Merriman still manages some portfolios with a market-timing approach, for clients who get nervous during market downturns, Mr. Merriman-Cohen says. “If you’re going to make changes anyway,” then the firm wants to do it in a structured way to prevent sharp losses, he says.

Both he and his father are no longer actively involved in the day-to-day running of their investment advisory firm.

[Mixing_Katz]

Daniel J. Gregory

Larry Katz

Here, Merriman’s director of research, Larry Katz, shares a model portfolio used by the firm’s clients who have a moderate-risk profile. The portfolio is for individuals investing in a taxable and buy-and-hold account.

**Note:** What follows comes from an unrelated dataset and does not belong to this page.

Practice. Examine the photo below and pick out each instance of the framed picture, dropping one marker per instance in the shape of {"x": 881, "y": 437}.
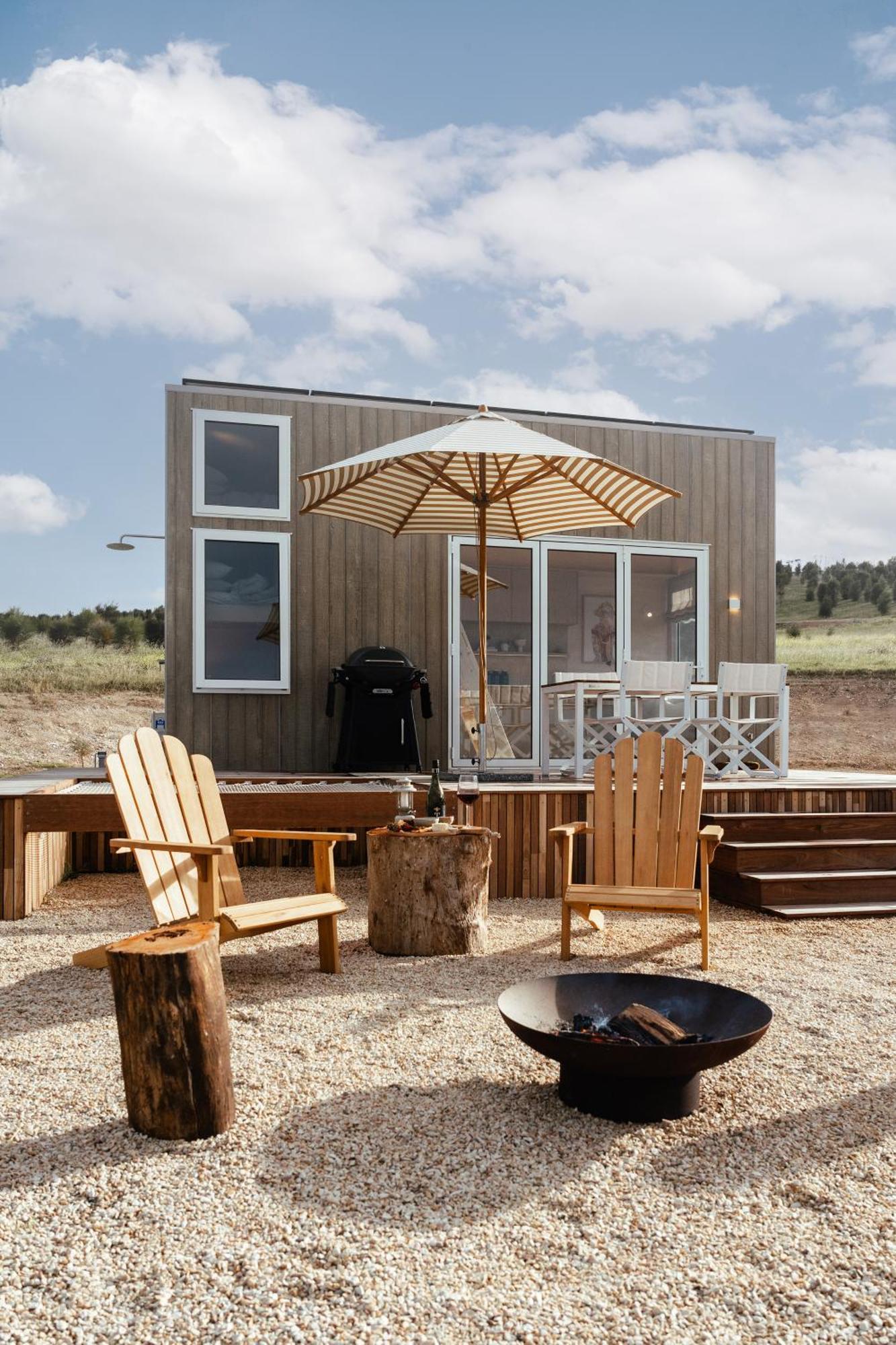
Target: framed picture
{"x": 599, "y": 631}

It gained 0.83% annualized over the five years through 2011, according to Mr. Katz. This is net of the firm’s asset management fee of 1% per year or lower, depending on assets under management. The Standard & Poor’s 500-stock index had an annualized return of minus 0.25% over that period.

U.S. STOCKS: The portfolio is primarily invested through funds from Dimensional Fund Advisors, which uses computer models to buy lots of stocks that meet certain risk-and-return criteria and holds them for years.

DFA believes that over the long run, small-company stocks and “value,” or inexpensive, stocks will provide better returns than the broad stock market. DFA’s funds are sold primarily through investment advisers.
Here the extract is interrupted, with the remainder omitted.